I went into his room, took some clothes from the closet, handed them to him. And hinting at what he was about to do only with a small sigh, as if to say, “I’ve had enough,” my son picked me up and threw me across the room.
I had three broken ribs and a bit of damage to my liver that made my doctor fret. Still, who among us hasn’t wanted to toss our mother across the room when she’s nattering on and making cheerful sounds in the morning? I dismissed it as an aberration until a couple weeks later when Andrew decked his elderly tutor, knocking her onto a concrete sidewalk and breaking her hand. He went on to attack several staff members at the group home, grope the mentally handicapped young women who attended his transition program, and finally to accost his 14-year-old sister right in front of my eyes.
. . . .
Secretly, as if committing a sacrilege, I searched online using keywords such as “autism” and “violence” and “murder.” What I found was confusing. There were roughly a dozen recent articles about heinous acts committed by people with autism and Asperger’s syndrome, but each was followed by editorials and letters written by autism advocates vigorously denying a link. There were a few studies from the ’80s and ’90s, but the results — when they showed a higher rate of violent crime among people with autism — appeared to have been quieted or dismissed.

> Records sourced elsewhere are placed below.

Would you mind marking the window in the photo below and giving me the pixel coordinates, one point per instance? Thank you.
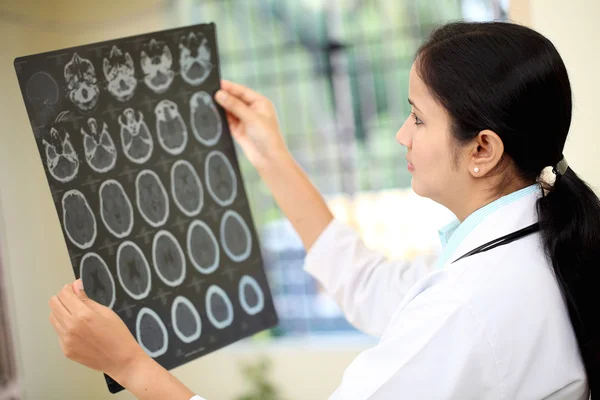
(337, 71)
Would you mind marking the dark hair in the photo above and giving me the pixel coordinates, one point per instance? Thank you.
(510, 79)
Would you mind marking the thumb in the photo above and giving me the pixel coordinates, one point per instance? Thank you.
(234, 105)
(80, 292)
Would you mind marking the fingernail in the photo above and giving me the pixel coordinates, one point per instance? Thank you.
(221, 95)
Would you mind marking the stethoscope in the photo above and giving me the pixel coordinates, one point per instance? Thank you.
(506, 239)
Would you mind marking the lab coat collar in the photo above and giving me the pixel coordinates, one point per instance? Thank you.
(494, 220)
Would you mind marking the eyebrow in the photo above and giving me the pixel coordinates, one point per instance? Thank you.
(414, 105)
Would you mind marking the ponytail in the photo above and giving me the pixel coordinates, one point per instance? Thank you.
(569, 216)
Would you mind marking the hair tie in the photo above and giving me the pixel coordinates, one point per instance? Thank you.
(560, 168)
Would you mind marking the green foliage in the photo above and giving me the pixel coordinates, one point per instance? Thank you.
(261, 388)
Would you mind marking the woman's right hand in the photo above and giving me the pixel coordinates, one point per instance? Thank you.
(253, 122)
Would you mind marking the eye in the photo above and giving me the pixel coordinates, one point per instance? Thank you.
(417, 120)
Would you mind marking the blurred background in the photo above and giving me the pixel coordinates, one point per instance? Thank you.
(337, 71)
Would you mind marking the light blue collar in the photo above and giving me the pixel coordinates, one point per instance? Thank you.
(455, 232)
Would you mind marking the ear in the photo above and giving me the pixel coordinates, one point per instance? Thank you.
(486, 152)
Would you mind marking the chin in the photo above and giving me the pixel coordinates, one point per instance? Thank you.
(418, 188)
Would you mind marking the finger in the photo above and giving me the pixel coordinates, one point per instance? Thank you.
(80, 292)
(71, 301)
(234, 105)
(59, 310)
(56, 324)
(244, 93)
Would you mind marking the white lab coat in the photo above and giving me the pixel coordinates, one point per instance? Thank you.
(491, 326)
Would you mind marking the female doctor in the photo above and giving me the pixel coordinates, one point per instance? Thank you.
(509, 312)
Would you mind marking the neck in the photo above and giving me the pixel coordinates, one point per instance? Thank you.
(480, 197)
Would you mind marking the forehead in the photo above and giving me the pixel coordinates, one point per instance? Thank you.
(419, 94)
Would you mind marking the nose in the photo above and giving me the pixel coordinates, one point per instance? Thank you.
(404, 134)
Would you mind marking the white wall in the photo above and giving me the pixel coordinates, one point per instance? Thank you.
(574, 28)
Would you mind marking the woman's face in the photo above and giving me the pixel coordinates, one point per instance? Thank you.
(426, 135)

The whole article is worth reading. And the incidence of violence by those with autism is worth discussing. Not to demonize those with autism, but to confront facts and be aware.
UPDATE: I want to make something very clear. I have no desire to demonize autistic children. I know people with very sweet-natured children who are autistic or Asperger’s. The link in the article was sent to me by someone with a severely autistic child who had personally experienced or witnessed violent tendencies of the sort described in the article. I had never heard of this possible connection before and thought it worth raising.
I have not read the studies mentioned in the article, but I am concerned about the author’s representation that some studies indicate a relationship between autism and violence — yet the results of those studies have been minimized. IF this is the case, and I’m not saying it is, it should concern everyone — but especially the parents of autistic children.
I understand how people with autistic children could have a negative emotional reaction to the post and the linked article. It is not my intent to upset such people. Again, I am not trying to demonize anyone. I am raising a possible connection that interested me because I had not heard about it before yesterday.